Signs and Symptoms of Concussion

Those who have been following my writings for a while have probably noted that one of my pet gripes, if you will, is concussions in athletes — especially in children.  There is an increasing amount of information out there having to do with the effects of brain injury and dementia in professional football players and other athletes.  Chronic traumatic encephalopathy is one of those rare forms of dementia which we know how to prevent, and thankfully strides are being taken towards that end.

I found a fact sheet put out by the Center for Disease Control in the U.S. on concussions in football (the American variety), and I wanted to share some of that information here.  (I’ll give a link to the entire article at the end of my post.)  The article is directed to coaches and parents of youngsters who play organized sports.

A concussion is defined as a traumatic brain injury caused by a bump, a blow, or a jolt to the head.  They can also result from a blow to the body that causes the brain to rattle around or twist inside the skull.  When this takes place, brain cells are damaged and there are chemical changes that take place within the brain, which makes the brain susceptible to further injury and stress.

Signs of a concussion as observed by a coach or another person on the sidelines:

1.  Appears gazed or stunned (glassy eyes)

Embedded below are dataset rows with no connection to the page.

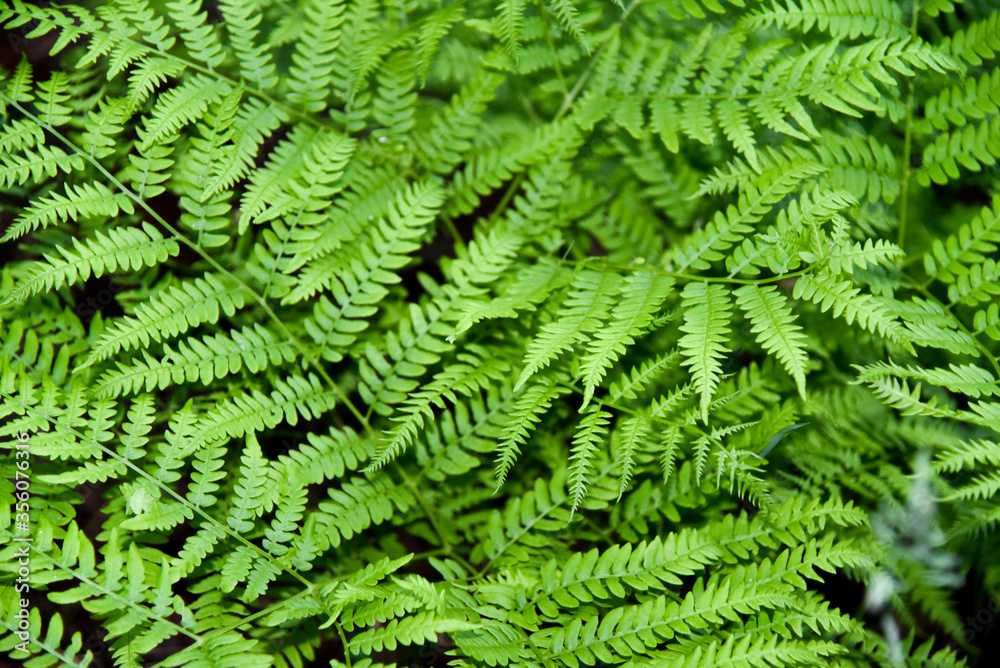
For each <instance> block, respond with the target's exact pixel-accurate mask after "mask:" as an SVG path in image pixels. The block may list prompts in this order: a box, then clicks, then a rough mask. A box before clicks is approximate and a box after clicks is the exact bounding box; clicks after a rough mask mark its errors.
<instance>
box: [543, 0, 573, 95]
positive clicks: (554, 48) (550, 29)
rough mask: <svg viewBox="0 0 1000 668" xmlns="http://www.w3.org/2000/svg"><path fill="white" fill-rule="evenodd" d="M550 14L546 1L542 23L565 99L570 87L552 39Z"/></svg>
mask: <svg viewBox="0 0 1000 668" xmlns="http://www.w3.org/2000/svg"><path fill="white" fill-rule="evenodd" d="M550 18H551V17H550V16H549V9H548V6H546V5H545V4H544V3H543V4H542V23H543V25H544V30H545V41H546V42H547V43H548V46H549V53H551V54H552V66H553V68H554V69H555V71H556V78H557V79H559V88H561V89H562V92H563V100H565V99H566V96H567V95H569V89H568V88H566V78H565V77H563V73H562V65H560V63H559V52H558V51H556V45H555V43H554V42H553V41H552V22H551V20H550Z"/></svg>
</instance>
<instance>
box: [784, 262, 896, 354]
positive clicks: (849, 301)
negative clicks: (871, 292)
mask: <svg viewBox="0 0 1000 668" xmlns="http://www.w3.org/2000/svg"><path fill="white" fill-rule="evenodd" d="M860 292H861V291H860V290H859V289H857V288H854V287H851V283H850V281H841V282H839V283H837V282H836V279H835V278H834V277H833V276H831V275H829V274H819V273H817V274H808V275H806V276H801V277H800V278H799V280H798V281H796V283H795V288H794V290H793V292H792V296H793V297H795V298H796V299H808V300H809V301H812V302H813V303H815V304H818V305H819V306H820V308H821V309H822V310H823V311H829V310H831V309H832V310H833V316H834V317H837V318H839V317H843V318H844V320H845V321H846V322H847V324H851V323H852V322H854V321H855V320H857V321H858V324H859V325H861V326H862V327H864V328H865V329H867V330H868V331H869V332H872V333H873V334H880V335H882V336H885V337H887V338H888V339H890V340H892V341H895V342H897V343H902V344H904V345H906V344H907V341H908V338H907V336H906V333H905V332H904V331H903V328H902V327H901V326H900V324H899V323H898V322H897V321H896V320H895V319H894V318H893V317H892V315H891V314H889V313H888V311H886V310H885V308H884V307H883V306H882V305H881V304H880V303H879V302H878V301H877V300H876V299H875V298H874V297H872V296H871V295H864V294H859V293H860Z"/></svg>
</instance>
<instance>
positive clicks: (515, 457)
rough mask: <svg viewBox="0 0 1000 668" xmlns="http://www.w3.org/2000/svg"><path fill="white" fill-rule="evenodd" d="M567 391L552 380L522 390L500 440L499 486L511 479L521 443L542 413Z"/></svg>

2.  Is confused about assignment or position

3.  Forgets an instruction or play

4.  Is unsure of score or opponent

5.  Moves clumsily or has poor balance

6.  Answers questions slowly

7.  Loses consciousness, even briefly

8.  Shows mood, personality, or behavioral changes

9.  Can’t recall events prior to or after hit or fall

Symptoms of concussion reported by athlete:

1.  Headache or “pressure” in head

2.  Nausea or vomiting

3.  Balance problems or dizziness

4.  Double or blurry vision

5.  Sensitivity to light or noise

6.  Feeling sluggish, hazy, foggy, or groggy

7.  Concentration or memory problems

8.  Confusion

9.  Doesn’t “feel right” or feels “down”

On a few occasions, a concussion can actually lead to the formation of a blood clot in the brain which is a potentially life-threatening development.  The athlete should be rushed to the nearest hospital as soon as possible for evaluation by a physician.  Signs of such an occurrence include:

1.  Has one pupil larger than the other

2.  Is drowsy or cannot be awakened

3.  Has a headache that gets worse

4.  Has weakness, numbness, or decreased coordination

5.  Has repeated vomiting or nausea

6.  Has slurred speech

7.  Has convulsions or seizures

8.  Cannot recognize familiar people or places

9.  Becomes increasingly confused, restless, or agitated

10.  Has unusual behavior

11.  Loses consciousness (even a brief loss of consciousness should be taken seriously)

There is more useful information presented in the original article.  I would recommend anyone who plays amateur sports, especially contact sports, or parents of children who do, to pay attention to what is said here.